If you’ve been in the outsource industry for more than five minutes you probably know that buyer-seller relationships are, well, complicated. And just when you think you have the collaboration thing nailed, more complications can ensue.
Verónica H. Villena (assistant professor of supply chain, Pennsylvania State University), Elena Revilla (professor of operations, Instituto de Empresa Business School), and Thomas Y. Choi (professor of supply chain management at Arizona State University), in a 2010 Journal of Operations Management article, found that there’s both a bright and a dark side to highly collaborative relationships.
First: I want to say kudos to the trio for their work to define the term “social capital.” They define social capital as a value asset stemming from access to resources made available through social relationships across three dimensions: cognitive (e.g., shared culture and goals), relational (e.g., trust, friendship, respect, and reciprocity), and structural (e.g., social ties). Villena, Revilla and Choi show that each of these social capital components have the power to positively influence performance outcomes.
Their findings show:
- The strength of social relations (relational capital) has a higher marginal effect on performance than the frequency and diversity of contacts (structural capital)
- A shared vision (cognitive capital) has a positive linear relationship with performance.
Our work at the University of Tennessee – while taking a completely different approach – aligns nicely with Villena, Revilla and Choi’s findings, because the Vested methodology seeks to embed these three aspects of social capital in the physical architecture of an agreement with the conscious goal to improve performance.
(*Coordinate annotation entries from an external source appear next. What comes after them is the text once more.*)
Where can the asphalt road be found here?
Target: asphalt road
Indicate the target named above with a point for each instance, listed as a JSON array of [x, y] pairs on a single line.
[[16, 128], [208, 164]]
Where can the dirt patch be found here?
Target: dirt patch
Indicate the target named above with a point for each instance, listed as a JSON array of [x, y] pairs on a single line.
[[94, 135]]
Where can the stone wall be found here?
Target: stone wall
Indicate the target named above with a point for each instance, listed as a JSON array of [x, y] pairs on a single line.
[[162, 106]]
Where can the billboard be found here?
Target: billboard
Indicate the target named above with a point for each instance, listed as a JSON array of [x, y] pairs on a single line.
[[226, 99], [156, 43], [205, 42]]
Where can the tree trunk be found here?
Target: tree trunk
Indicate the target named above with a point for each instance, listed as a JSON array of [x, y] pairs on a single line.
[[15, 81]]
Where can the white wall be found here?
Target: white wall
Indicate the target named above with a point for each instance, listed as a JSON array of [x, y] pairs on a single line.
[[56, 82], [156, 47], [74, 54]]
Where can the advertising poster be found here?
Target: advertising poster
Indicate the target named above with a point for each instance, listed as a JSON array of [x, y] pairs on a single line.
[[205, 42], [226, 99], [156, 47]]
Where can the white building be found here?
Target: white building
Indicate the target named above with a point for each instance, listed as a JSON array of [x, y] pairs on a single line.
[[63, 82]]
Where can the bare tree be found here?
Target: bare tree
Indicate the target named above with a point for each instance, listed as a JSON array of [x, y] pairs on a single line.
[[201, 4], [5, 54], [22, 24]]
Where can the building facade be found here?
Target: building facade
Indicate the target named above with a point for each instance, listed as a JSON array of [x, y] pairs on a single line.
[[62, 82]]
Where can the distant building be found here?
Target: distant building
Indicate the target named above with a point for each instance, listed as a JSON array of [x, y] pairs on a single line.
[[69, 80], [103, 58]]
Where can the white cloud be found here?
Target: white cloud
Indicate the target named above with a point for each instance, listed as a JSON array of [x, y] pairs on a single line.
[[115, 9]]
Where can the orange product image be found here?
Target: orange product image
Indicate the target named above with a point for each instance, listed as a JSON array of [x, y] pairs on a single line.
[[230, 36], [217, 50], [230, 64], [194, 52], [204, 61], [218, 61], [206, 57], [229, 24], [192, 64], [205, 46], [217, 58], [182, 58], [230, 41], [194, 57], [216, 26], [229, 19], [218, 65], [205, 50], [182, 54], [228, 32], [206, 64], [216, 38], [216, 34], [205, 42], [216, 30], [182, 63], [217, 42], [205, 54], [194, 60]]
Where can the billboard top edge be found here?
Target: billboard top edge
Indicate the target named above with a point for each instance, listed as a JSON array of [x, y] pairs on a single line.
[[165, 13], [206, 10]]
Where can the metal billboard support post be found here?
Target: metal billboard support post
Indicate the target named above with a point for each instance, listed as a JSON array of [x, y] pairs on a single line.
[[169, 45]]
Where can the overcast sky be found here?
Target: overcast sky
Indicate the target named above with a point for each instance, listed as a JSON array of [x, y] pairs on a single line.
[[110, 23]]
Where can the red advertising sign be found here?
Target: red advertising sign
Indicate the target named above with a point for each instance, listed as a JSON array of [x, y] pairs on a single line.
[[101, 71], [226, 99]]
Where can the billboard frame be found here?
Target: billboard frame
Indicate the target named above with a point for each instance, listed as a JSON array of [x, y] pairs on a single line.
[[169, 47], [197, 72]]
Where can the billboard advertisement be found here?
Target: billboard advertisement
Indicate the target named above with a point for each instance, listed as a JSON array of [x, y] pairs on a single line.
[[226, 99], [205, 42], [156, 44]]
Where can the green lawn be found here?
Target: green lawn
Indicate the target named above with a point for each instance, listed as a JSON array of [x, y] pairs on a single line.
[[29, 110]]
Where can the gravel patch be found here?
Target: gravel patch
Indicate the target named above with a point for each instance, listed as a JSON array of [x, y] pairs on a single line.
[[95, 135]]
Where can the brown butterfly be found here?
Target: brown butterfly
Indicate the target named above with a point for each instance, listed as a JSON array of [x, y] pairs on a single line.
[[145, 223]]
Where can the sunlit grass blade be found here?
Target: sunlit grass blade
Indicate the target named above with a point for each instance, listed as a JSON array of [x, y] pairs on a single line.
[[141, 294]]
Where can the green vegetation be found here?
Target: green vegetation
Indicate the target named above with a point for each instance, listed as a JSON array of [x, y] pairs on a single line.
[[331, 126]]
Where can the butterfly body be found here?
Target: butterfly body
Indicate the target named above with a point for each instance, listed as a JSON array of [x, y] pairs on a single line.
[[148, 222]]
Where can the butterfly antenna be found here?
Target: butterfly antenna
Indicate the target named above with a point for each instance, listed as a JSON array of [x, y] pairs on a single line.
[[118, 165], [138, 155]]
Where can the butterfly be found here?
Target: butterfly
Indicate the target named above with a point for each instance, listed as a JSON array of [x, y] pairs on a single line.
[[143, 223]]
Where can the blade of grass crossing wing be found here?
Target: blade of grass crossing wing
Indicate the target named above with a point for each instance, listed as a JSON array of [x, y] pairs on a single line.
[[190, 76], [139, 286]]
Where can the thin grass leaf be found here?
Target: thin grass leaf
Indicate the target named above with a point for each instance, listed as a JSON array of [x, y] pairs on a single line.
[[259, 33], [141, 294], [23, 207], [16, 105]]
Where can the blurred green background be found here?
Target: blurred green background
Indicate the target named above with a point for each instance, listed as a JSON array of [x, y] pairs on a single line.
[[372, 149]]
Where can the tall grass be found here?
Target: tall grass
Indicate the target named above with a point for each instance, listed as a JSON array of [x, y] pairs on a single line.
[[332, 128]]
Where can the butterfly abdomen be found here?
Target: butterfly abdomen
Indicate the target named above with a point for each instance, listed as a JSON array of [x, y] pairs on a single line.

For example, “cognitive capital” via a shared vision and “relational capital” via a formally agreed statement of intent to define social expected norms and trust building behaviors is embedded in a Vested agreement by creating a formal shared vision/statement of intent up front in the contract. “Structural capital” is also built into an agreement with Vested’s Element #7, the relationship management component of governance.
Now let’s turn the “dark” side of highly collaborative relationships. It’s this part of their work that I find very interesting because it is so different from my work. Their findings uncover a “paradox” surrounding social capital: “it can improve performance, but it can also hurt performance.” Villena, Revilla and Choi’s results confirmed there is “an inverted curvilinear relationship between social capital and performance.” Or in other words a rise, then a gentle fall. They also state that buyers should expect that when they are working with a collaborative supplier to achieve operational benefits they will reach the point of diminishing returns faster than when they are pursuing strategic benefits.
Villena, Revilla and Choi’s research points out that organisations moving to highly collaborative relationships may see diminishing returns in three ways: loss of objectivity, opportunistic behaviours, and poor or clouded decision-making.
The question is how can a buying firm can best prepare for the dark side? Let’s address each one.
First: opportunistic behaviour. I love the work Nobel Laureate Oliver Williamson has done around understanding how to prevent opportunistic behavior in contracting. Williamson’s advice is to seek economic mutual advantage, predicted alignment, and proper safeguards that have the power to prevent opportunisms. In other words: create win-win economics where both parties win together and lose together that encourage continued cooperative behaviours. (For more advice and tips, download the Vested white paper, “Unpacking Oliver- Ten Lessons to Improve Collaborative Outsourcing”.)
Next: loss of objectively and poor or cloudy decision-making. These issues can be addressed within a proper governance structure. Consciously building a governance structure that is based on insight, versus oversight, and putting in sound structural components and processes will prevent the loss of objectivity and poor decision-making.
Again, kudos for Villena, Revilla and Choi for helping draw attention to the bright and dark sides of highly collaborative relationships. My tip? Don’t collaborate simply for the sake of collaboration; collaborate with a purpose by creating well-structured Vested agreements where the buyer and supplier are truly Vested in each other’s success. Having a properly structured outsourcing agreement is your best defense for preventing the “dark” side of collaboration. And it is what has kept many of McDonald’s supplier relationships strong for decades, the P&G/Jones Lang LaSalle relationship going for 11 years, and the Microsoft/Accenture OneFinance going for eight years.